Luminaire Outlier Detection Models: Structural Modeling

exception luminaire.model.lad_structural.LADStructuralError(message)

Exception class for Luminaire structural anomaly detection model.

class luminaire.model.lad_structural.LADStructuralHyperParams(include_holidays_exog=True, p=2, q=2, is_log_transformed=True, max_ft_freq=3)

Exception class for Luminaire structural anomaly detection model.

Parameters
  • include_holidays_exog (bool, optional) – whether to include holidays as exogenous variables in the regression. Holidays are defined in LADHolidays

  • p (int, optional) – Order for the AR component of the model.

  • q (int, optional) – Order for the MA component of the model.

  • is_log_transformed (bool, optional) – A flag to specify whether to take a log transform of the input data. If the data contain negatives, is_log_transformed is ignored even though it is set to True.

  • max_ft_freq (int, optional) – The maximum frequency order for the Fourier transformation.

class luminaire.model.lad_structural.LADStructuralModel(hyper_params: {‘include_holidays_exog’: True, ‘p’: 2, ‘q’: 2, ‘is_log_transformed’: True, ‘max_ft_freq’: 3}, freq, min_ts_length=None, max_ts_length=None, min_ts_mean=None, min_ts_mean_window=None, **kwargs)

A LAD structural time series model.

Parameters
  • hyper_params (dict) – Hyper parameters for Luminaire structural modeling.
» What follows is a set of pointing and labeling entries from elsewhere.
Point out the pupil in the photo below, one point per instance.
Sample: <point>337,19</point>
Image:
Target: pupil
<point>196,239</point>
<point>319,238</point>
See luminaire.optimization.hyperparameter_optimization.HyperparameterOptimization for detailed information.

  • freq (str) – The frequency of the time-series. A Pandas offset such as ‘D’, ‘H’, or ‘M’.

  • min_ts_length (int, optional) – The minimum required length of the time series for training.

  • max_ts_length (int, optional) – The maximum required length of the time series for training.

  • min_ts_mean (float, optional) – Minimum average values in the most recent window of the time series. This optional parameter can be used to avoid over-alerting from noisy low volume time series.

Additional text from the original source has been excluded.